Machen, whose nomination we reported yesterday, is a partner at Wilmer Cutler Pickering Hale and Dorr, where he has worked since 2001.  From 1997 to 2001, Machen served as an Assistant United States Attorney in the United States Attorney’s Office for the District of Columbia.  Prior to that, Machen was a law clerk for Judge Damon J. Keith of the United States Court of Appeals, for the Sixth Circuit, from 1995 to 1996.  Immediately following law school, he was an associate at Wilmer, Cutler and Pickering from 1994 to 1995. Machen graduated from Stanford University in 1991 and Harvard Law School in 1994.

Anne M. Tompkins: Nominee for the Western District of North Carolina

Tompkins is a partner at Alston & Bird, LLP, where she has worked since 2005.  From 2000 to 2005, she was an Assistant United States Attorney for the Western District of North Carolina, serving as Deputy Criminal Chief from 2002 to 2004 and on detail in the Regime Crimes Liaison Office in Baghdad, Iraq, from 2004 to 2005.  Tompkins graduated from the University of North Carolina in 1984, the Institute of Government at the University of North Carolina in 1989 and the University of North Carolina School of Law in 1992.

Sally Quillian Yates: Nominee for the Northern District of Georgia

Yates is the Acting United States Attorney for the Northern District of Georgia, where she has worked since 1989.  She served in that office as an Assistant United States Attorney from 1989 to 1994, Chief of the Fraud and Public Corruption Unit from 1994 to 2002, and First Assistant United States Attorney from 2002 to 2009. She had a previous stint as Acting United States Attorney in 2004.  From 1986 to 1989, she was an associate at King & Spalding.  Yates graduated from the University of Georgia in 1982 and the University of Georgia School of Law in 1986.

Saturday, September 19th, 2009

The Wall Street Journal fleshes out an earlier Atlanta Journal-Constitution report about the mysterious disappearance of acting U.S. Attorney Sally Yates’s name from the list of candidates for the Northern District of Georgia.

Rep. John Lewis (D-Ga.)

Rep. John Lewis (D-Ga.)

Rep. John Lewis (D-Ga.) called the White House earlier this year trying to block Yates’s appointment as the district’s top federal prosecutor, the Journal reported. Lewis withdrew his objections last month in a call to White House counsel Greg Craig after news media queries, the Journal reported, citing “two government officials with knowledge of the matter.”

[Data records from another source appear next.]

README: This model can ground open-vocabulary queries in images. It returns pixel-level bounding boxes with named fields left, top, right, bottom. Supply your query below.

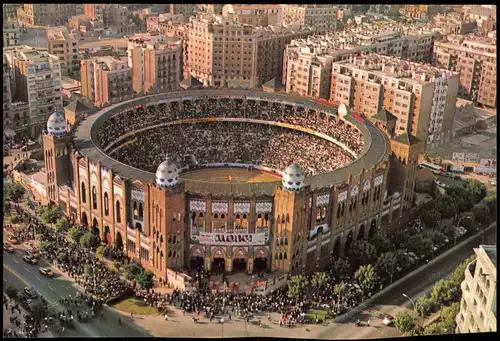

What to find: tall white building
left=4, top=46, right=63, bottom=137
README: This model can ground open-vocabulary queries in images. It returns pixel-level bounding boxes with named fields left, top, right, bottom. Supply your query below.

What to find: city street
left=315, top=224, right=497, bottom=339
left=2, top=241, right=149, bottom=337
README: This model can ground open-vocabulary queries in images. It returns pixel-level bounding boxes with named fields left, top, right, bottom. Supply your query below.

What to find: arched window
left=104, top=192, right=109, bottom=216
left=199, top=212, right=203, bottom=218
left=173, top=236, right=176, bottom=244
left=321, top=207, right=327, bottom=219
left=192, top=212, right=196, bottom=222
left=139, top=203, right=143, bottom=219
left=214, top=213, right=218, bottom=219
left=133, top=202, right=138, bottom=219
left=81, top=182, right=86, bottom=203
left=168, top=236, right=172, bottom=243
left=284, top=252, right=287, bottom=260
left=116, top=201, right=121, bottom=222
left=221, top=214, right=225, bottom=219
left=285, top=238, right=288, bottom=245
left=92, top=186, right=97, bottom=210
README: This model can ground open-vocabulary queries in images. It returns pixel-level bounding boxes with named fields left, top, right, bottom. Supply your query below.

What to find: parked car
left=20, top=145, right=27, bottom=151
left=490, top=180, right=496, bottom=186
left=12, top=143, right=22, bottom=149
left=434, top=180, right=447, bottom=188
left=3, top=243, right=14, bottom=253
left=28, top=249, right=40, bottom=258
left=26, top=140, right=36, bottom=146
left=383, top=315, right=394, bottom=326
left=39, top=268, right=53, bottom=277
left=23, top=253, right=37, bottom=265
left=24, top=287, right=38, bottom=299
left=6, top=235, right=18, bottom=244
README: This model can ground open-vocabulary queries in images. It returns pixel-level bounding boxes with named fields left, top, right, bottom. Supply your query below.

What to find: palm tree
left=334, top=282, right=348, bottom=310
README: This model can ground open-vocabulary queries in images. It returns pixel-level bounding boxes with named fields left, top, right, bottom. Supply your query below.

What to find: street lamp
left=402, top=293, right=417, bottom=325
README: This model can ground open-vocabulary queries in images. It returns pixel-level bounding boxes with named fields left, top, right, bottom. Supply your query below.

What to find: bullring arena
left=44, top=89, right=393, bottom=287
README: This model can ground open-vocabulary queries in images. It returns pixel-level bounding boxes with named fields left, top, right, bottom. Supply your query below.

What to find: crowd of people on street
left=3, top=294, right=50, bottom=338
left=96, top=98, right=364, bottom=177
left=112, top=121, right=354, bottom=177
left=4, top=201, right=378, bottom=330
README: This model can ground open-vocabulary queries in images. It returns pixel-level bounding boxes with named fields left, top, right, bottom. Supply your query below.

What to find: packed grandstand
left=95, top=97, right=365, bottom=177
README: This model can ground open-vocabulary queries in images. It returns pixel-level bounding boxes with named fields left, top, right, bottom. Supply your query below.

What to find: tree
left=68, top=227, right=85, bottom=244
left=5, top=286, right=18, bottom=300
left=311, top=272, right=327, bottom=296
left=84, top=264, right=92, bottom=276
left=375, top=252, right=398, bottom=282
left=461, top=179, right=486, bottom=204
left=330, top=258, right=353, bottom=278
left=79, top=232, right=98, bottom=248
left=421, top=209, right=441, bottom=230
left=396, top=250, right=418, bottom=270
left=41, top=206, right=63, bottom=225
left=482, top=195, right=497, bottom=220
left=40, top=241, right=55, bottom=251
left=431, top=279, right=459, bottom=306
left=471, top=202, right=490, bottom=227
left=137, top=270, right=154, bottom=289
left=30, top=301, right=48, bottom=323
left=423, top=323, right=446, bottom=335
left=372, top=235, right=392, bottom=254
left=7, top=215, right=19, bottom=224
left=435, top=196, right=457, bottom=221
left=394, top=311, right=415, bottom=334
left=4, top=182, right=26, bottom=202
left=287, top=275, right=309, bottom=301
left=440, top=302, right=460, bottom=333
left=415, top=295, right=435, bottom=318
left=452, top=256, right=476, bottom=285
left=354, top=264, right=380, bottom=293
left=125, top=263, right=143, bottom=281
left=347, top=240, right=377, bottom=268
left=96, top=245, right=106, bottom=260
left=390, top=229, right=409, bottom=249
left=423, top=230, right=446, bottom=249
left=54, top=218, right=69, bottom=233
left=334, top=282, right=348, bottom=300
left=402, top=234, right=434, bottom=259
left=445, top=186, right=474, bottom=214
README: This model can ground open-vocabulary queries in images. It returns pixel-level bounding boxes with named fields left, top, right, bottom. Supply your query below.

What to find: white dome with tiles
left=338, top=103, right=349, bottom=118
left=46, top=111, right=67, bottom=136
left=282, top=163, right=305, bottom=191
left=156, top=157, right=179, bottom=188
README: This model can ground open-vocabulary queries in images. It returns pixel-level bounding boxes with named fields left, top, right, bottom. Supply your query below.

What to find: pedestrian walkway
left=2, top=297, right=54, bottom=338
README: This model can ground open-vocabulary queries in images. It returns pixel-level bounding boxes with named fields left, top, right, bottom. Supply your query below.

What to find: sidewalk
left=2, top=298, right=54, bottom=338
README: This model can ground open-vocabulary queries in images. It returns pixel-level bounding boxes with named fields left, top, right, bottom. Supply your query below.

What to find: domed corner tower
left=42, top=111, right=74, bottom=204
left=272, top=163, right=309, bottom=274
left=148, top=157, right=187, bottom=277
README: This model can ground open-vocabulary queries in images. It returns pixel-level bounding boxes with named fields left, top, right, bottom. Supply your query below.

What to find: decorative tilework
left=190, top=199, right=206, bottom=213
left=316, top=193, right=330, bottom=207
left=350, top=185, right=359, bottom=197
left=212, top=200, right=229, bottom=214
left=131, top=188, right=144, bottom=202
left=363, top=180, right=371, bottom=192
left=375, top=174, right=384, bottom=187
left=233, top=201, right=251, bottom=214
left=338, top=191, right=348, bottom=202
left=256, top=200, right=273, bottom=214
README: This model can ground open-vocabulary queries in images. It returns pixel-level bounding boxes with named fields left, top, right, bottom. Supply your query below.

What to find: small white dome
left=338, top=103, right=349, bottom=117
left=156, top=157, right=179, bottom=189
left=281, top=163, right=305, bottom=192
left=46, top=111, right=67, bottom=136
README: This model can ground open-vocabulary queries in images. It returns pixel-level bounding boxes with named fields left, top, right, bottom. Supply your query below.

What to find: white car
left=27, top=140, right=36, bottom=146
left=434, top=180, right=447, bottom=188
left=490, top=180, right=496, bottom=186
left=383, top=315, right=394, bottom=326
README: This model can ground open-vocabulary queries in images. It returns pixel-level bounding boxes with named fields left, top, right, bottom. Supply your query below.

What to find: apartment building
left=222, top=4, right=282, bottom=27
left=3, top=4, right=21, bottom=21
left=329, top=54, right=459, bottom=150
left=433, top=35, right=496, bottom=108
left=283, top=26, right=438, bottom=98
left=3, top=19, right=20, bottom=47
left=4, top=46, right=63, bottom=137
left=186, top=15, right=313, bottom=89
left=152, top=13, right=186, bottom=33
left=170, top=4, right=196, bottom=17
left=456, top=245, right=497, bottom=333
left=20, top=4, right=79, bottom=27
left=127, top=33, right=182, bottom=94
left=197, top=4, right=224, bottom=16
left=401, top=5, right=441, bottom=20
left=3, top=56, right=12, bottom=138
left=80, top=56, right=133, bottom=107
left=46, top=27, right=80, bottom=78
left=432, top=12, right=477, bottom=35
left=281, top=5, right=339, bottom=33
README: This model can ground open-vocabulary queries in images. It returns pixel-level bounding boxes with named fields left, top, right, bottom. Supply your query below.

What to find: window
left=116, top=201, right=121, bottom=222
left=92, top=186, right=97, bottom=210
left=104, top=192, right=109, bottom=216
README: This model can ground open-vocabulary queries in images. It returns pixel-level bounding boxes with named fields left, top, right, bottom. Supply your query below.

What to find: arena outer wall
left=44, top=89, right=396, bottom=283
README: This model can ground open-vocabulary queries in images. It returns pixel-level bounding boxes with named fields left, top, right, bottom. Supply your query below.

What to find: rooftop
left=481, top=245, right=497, bottom=270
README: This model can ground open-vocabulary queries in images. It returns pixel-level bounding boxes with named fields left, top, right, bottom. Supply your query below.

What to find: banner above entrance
left=199, top=232, right=266, bottom=246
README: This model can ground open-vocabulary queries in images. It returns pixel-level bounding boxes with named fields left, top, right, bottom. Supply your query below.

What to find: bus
left=418, top=161, right=442, bottom=171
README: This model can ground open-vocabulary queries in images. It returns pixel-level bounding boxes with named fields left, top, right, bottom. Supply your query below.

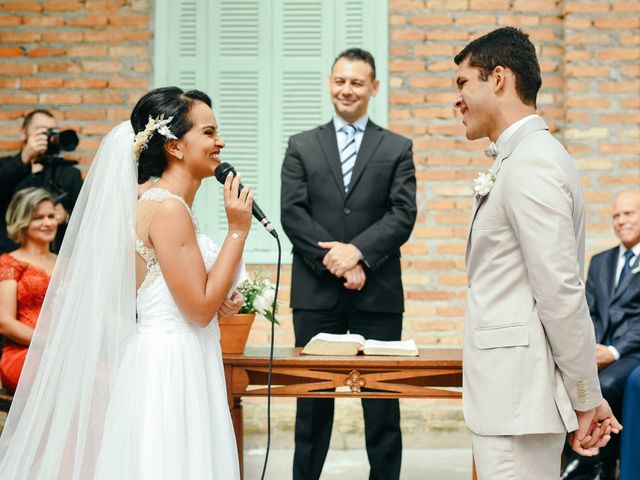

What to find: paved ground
left=244, top=447, right=473, bottom=480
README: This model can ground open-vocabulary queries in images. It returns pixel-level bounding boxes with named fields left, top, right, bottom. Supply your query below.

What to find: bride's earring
left=176, top=152, right=183, bottom=160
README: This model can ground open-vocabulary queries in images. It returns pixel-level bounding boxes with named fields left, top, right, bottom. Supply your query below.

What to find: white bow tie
left=484, top=142, right=499, bottom=160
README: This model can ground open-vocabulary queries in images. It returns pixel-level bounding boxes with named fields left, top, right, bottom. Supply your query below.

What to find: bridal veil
left=0, top=121, right=138, bottom=479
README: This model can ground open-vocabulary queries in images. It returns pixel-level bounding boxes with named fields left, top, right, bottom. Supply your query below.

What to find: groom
left=455, top=27, right=621, bottom=478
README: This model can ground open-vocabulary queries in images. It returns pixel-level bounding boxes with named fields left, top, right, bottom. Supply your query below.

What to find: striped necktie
left=340, top=124, right=358, bottom=191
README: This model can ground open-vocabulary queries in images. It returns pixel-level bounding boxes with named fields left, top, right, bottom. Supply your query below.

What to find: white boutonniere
left=632, top=265, right=640, bottom=275
left=473, top=169, right=496, bottom=196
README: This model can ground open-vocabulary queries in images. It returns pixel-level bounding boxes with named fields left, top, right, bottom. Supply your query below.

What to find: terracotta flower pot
left=219, top=313, right=255, bottom=355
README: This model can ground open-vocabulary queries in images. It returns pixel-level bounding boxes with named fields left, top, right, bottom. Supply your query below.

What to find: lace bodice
left=135, top=188, right=198, bottom=294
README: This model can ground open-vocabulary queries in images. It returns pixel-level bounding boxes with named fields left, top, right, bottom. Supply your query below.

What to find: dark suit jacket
left=281, top=119, right=416, bottom=313
left=586, top=246, right=640, bottom=359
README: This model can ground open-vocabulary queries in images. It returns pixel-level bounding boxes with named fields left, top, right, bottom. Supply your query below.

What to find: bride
left=0, top=87, right=252, bottom=479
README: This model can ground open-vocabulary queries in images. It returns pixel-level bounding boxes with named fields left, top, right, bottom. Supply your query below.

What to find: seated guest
left=562, top=191, right=640, bottom=480
left=620, top=365, right=640, bottom=480
left=0, top=188, right=57, bottom=392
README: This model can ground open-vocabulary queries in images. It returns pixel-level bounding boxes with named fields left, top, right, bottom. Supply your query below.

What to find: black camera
left=45, top=128, right=79, bottom=156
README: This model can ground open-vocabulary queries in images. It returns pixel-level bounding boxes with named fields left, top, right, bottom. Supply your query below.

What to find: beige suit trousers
left=472, top=432, right=565, bottom=479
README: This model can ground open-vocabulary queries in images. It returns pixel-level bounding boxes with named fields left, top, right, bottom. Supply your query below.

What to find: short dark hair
left=130, top=86, right=212, bottom=184
left=332, top=48, right=376, bottom=80
left=454, top=27, right=541, bottom=107
left=22, top=109, right=54, bottom=130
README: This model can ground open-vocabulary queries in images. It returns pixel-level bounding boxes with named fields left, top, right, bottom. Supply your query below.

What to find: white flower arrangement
left=237, top=272, right=279, bottom=324
left=473, top=169, right=497, bottom=196
left=132, top=114, right=178, bottom=159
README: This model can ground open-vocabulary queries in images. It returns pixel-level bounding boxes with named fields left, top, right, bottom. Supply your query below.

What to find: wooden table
left=223, top=347, right=465, bottom=478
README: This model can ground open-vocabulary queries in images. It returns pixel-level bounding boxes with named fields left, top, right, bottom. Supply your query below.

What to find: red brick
left=0, top=92, right=37, bottom=105
left=413, top=107, right=455, bottom=119
left=82, top=92, right=125, bottom=104
left=412, top=15, right=453, bottom=26
left=409, top=76, right=454, bottom=88
left=497, top=15, right=540, bottom=26
left=456, top=15, right=497, bottom=25
left=132, top=61, right=150, bottom=73
left=108, top=14, right=149, bottom=26
left=596, top=48, right=640, bottom=61
left=66, top=14, right=108, bottom=26
left=67, top=45, right=109, bottom=57
left=0, top=140, right=22, bottom=150
left=43, top=1, right=84, bottom=11
left=565, top=65, right=610, bottom=78
left=63, top=78, right=108, bottom=89
left=0, top=15, right=21, bottom=26
left=565, top=33, right=611, bottom=45
left=469, top=0, right=509, bottom=9
left=1, top=1, right=42, bottom=11
left=612, top=0, right=640, bottom=12
left=426, top=29, right=469, bottom=41
left=85, top=0, right=125, bottom=10
left=27, top=46, right=66, bottom=57
left=598, top=80, right=640, bottom=93
left=38, top=62, right=82, bottom=74
left=563, top=2, right=610, bottom=14
left=22, top=15, right=64, bottom=26
left=390, top=14, right=406, bottom=26
left=427, top=0, right=467, bottom=9
left=42, top=30, right=83, bottom=42
left=593, top=18, right=639, bottom=30
left=390, top=60, right=425, bottom=72
left=0, top=78, right=19, bottom=88
left=391, top=29, right=425, bottom=41
left=0, top=31, right=41, bottom=42
left=512, top=0, right=557, bottom=11
left=64, top=109, right=107, bottom=121
left=0, top=110, right=25, bottom=120
left=564, top=17, right=592, bottom=29
left=39, top=93, right=82, bottom=105
left=0, top=46, right=23, bottom=57
left=620, top=65, right=640, bottom=77
left=109, top=77, right=149, bottom=90
left=108, top=45, right=149, bottom=57
left=0, top=62, right=36, bottom=74
left=82, top=60, right=123, bottom=73
left=21, top=78, right=64, bottom=89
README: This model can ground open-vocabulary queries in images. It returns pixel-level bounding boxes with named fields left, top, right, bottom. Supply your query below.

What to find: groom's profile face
left=454, top=58, right=496, bottom=142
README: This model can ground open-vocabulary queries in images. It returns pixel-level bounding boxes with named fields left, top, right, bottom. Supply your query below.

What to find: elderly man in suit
left=562, top=191, right=640, bottom=479
left=454, top=27, right=621, bottom=479
left=281, top=48, right=416, bottom=480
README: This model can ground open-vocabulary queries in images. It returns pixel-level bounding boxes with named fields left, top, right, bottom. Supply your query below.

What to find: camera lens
left=46, top=128, right=79, bottom=155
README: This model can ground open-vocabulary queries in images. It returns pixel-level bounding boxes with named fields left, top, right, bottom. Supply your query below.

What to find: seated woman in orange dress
left=0, top=187, right=57, bottom=392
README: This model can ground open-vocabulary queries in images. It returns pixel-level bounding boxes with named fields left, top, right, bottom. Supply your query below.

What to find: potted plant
left=219, top=272, right=278, bottom=354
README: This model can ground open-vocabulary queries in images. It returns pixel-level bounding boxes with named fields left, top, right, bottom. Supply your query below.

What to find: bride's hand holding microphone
left=222, top=170, right=253, bottom=241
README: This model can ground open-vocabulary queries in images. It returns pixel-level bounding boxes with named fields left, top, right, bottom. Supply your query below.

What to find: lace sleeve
left=0, top=254, right=25, bottom=282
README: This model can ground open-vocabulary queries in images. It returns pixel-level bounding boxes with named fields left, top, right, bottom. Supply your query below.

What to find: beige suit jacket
left=463, top=116, right=603, bottom=436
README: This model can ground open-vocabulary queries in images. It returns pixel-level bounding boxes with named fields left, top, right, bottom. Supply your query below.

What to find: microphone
left=214, top=162, right=278, bottom=239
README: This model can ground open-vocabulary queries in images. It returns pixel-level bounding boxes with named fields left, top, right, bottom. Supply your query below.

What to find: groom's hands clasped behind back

Both the WSJ and the Atlanta Journal-Constitution noted that Yates had prosecuted more than a dozen public officials in Atlanta in pay-to-play schemes, including a Lewis friend and political ally, Bill Campbell, who served as Atlanta’s mayor from 1994 to 2002.

According to the Journal:

[T]he story of Ms. Yates, 49 years old, illustrates that even after three years of controversy over allegations of partisan meddling in the work of U.S. attorneys during the Bush administration, politics remains part of the selection process.

The Justice Department is still trying to repair damage from the scandal that erupted after Bush administration officials ousted nine U.S. attorney appointees in 2006 to make way for new political favorites.

The Atlanta newspaper reported Sept. 5 that Yates “apparently was on the short list, then off, then on again.”

Lewis’s chief of staff, Michael Collins, denied in an interview with the Journal that Lewis had tried to scuttle Yates’s nomination. Collins told the newspaper that Georgia’s House members collectively had decided to remove Yates’s name from a list of three favored candidates.

An advisory panel appointed by Georgia’s six Democratic House members forwarded three recommended finalists in April, including Yates; Atlanta lawyer Jeffrey Berhold, a former antitrust lawyer at the Justice Department; and Christopher Twyman, a partner at the Cox Byington law firm in northwest Georgia.

“We wanted to dispel any notion, based on your questions, that we were blocking Sally Yates’s nomination,” Collins told the WSJ.

President Obama on Thursday announced his nominees for Georgia’s other two prosecuting districts. They are Michael Moore (Middle District of Georgia), a former Georgia state senator and lawyer in Houston County, Ga.; and Ed Tarver (Southern District of Georgia), a Georgia state senator and partner at Augusta, Ga. law firm Hull, Towill, Norman, Barrett & Salley.